Investors on the Nigerian Exchange gained roughly N1.1 trillion last week as banking and industrial stocks led a broad rally ahead of first-quarter corporate earnings releases, lifting market capitalization to N157.094 trillion.
The All-Share Index advanced to 244,775.83 points on Friday from 242,277.81 points at the close of April 30, with the gains spread across tier-one banks and large-cap industrial counters that analysts say investors have been positioning into for weeks.
Now the rally arrives even as global markets continue to digest the United States-Iran crisis, with Nigerian equities so far decoupling from the swings in international risk sentiment.
Banking index leads
Specifically, the NGX Banking Index climbed to 2,324.59 points on May 8 from 2,249.21 points the previous week, reflecting renewed positioning in tier-one banking stocks ahead of Q1 2026 earnings releases. The recent FirstHoldCo earnings beat and a stronger-than-expected outturn at peer banks have rekindled appetite across the segment.
Indeed, several lenders have already reported double-digit profit jumps for the first quarter, anchored by the central bank’s 26.5 percent monetary policy rate that has lifted interest income across the board.
Industrials catch a bid
Moreover, the NGX Industrial Index posted strong gains, rising to 11,853.34 points from 11,050.59 points, buoyed by demand for large-cap industrial equities. Dangote Cement, BUA Cement and other heavyweight names anchored the index move, supported by Q1 results that highlighted export growth and operating discipline.
Today, the rotation into industrials reflects the same playbook that has worked for institutional investors all year: chase fundamentally strong names with pricing power, dollar-linked revenue or both.
The week started softer before the late rebound. Trading opened on a negative note as some investors locked in profits on Wednesday and Thursday, only for buyers to return ahead of Friday’s close.
The index hit a weekly high of 244,775.83 and a low of 239,734.61, a range that highlights the volatility analysts say will continue as macro signals jostle for attention.
Bargain hunters and rebalancers
Furthermore, analysts attributed the positive momentum to bargain hunting and portfolio rebalancing by institutional investors searching for value in blue-chip counters. Investors are increasingly chasing fundamentally sound stocks capable of delivering attractive returns despite macroeconomic uncertainties.

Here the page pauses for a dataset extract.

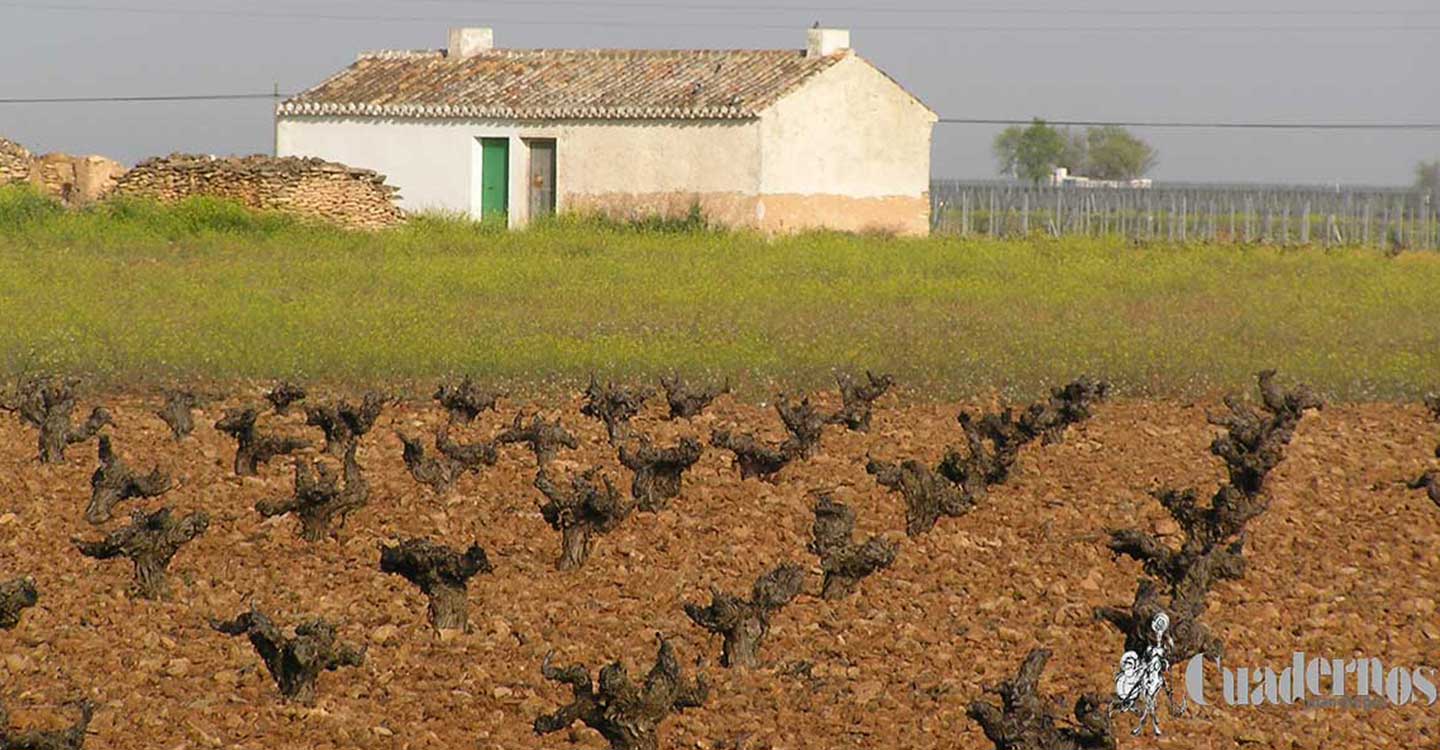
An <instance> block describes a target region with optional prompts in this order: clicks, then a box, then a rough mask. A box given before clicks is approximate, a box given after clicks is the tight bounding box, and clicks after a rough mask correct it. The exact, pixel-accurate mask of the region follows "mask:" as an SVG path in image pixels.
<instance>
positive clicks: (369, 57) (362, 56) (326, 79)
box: [275, 50, 386, 115]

However, some market watchers cautioned that profit-taking may persist near term as investors react to economic indicators and the next Monetary Policy Committee meeting.Additionally, InvestData Consulting Limited said the market’s ability to absorb pockets of profit-taking without a meaningful pullback signals strong underlying demand.
“The continued rotation of funds across sectors particularly into fundamentally sound and high-liquidity counters remains a defining feature of the current market cycle,” the firm said.
Meanwhile, InvestData expects the market to maintain its upward bias, supported by liquidity inflows, earnings-season positioning and sector rotation, while advising investors to remain selective and manage risk in overextended positions.
FTSE catalyst on the horizon
The bullish setup also reflects positioning ahead of Nigeria’s scheduled reclassification into the FTSE Russell Frontier Market Index on September 21, 2026, an event that typically draws passive-fund inflows.
Together with improving bank earnings, industrial export gains and gradual disinflation, the index reclassification gives institutional buyers reason to lift exposure to NGX names over the coming months.
Whether the rally extends or stalls will depend on Q1 earnings detail, MPC signals and how the US-Iran situation evolves. Yet for now, the tape suggests Nigerian investors are willing to look past global noise and pay up for domestic earnings power.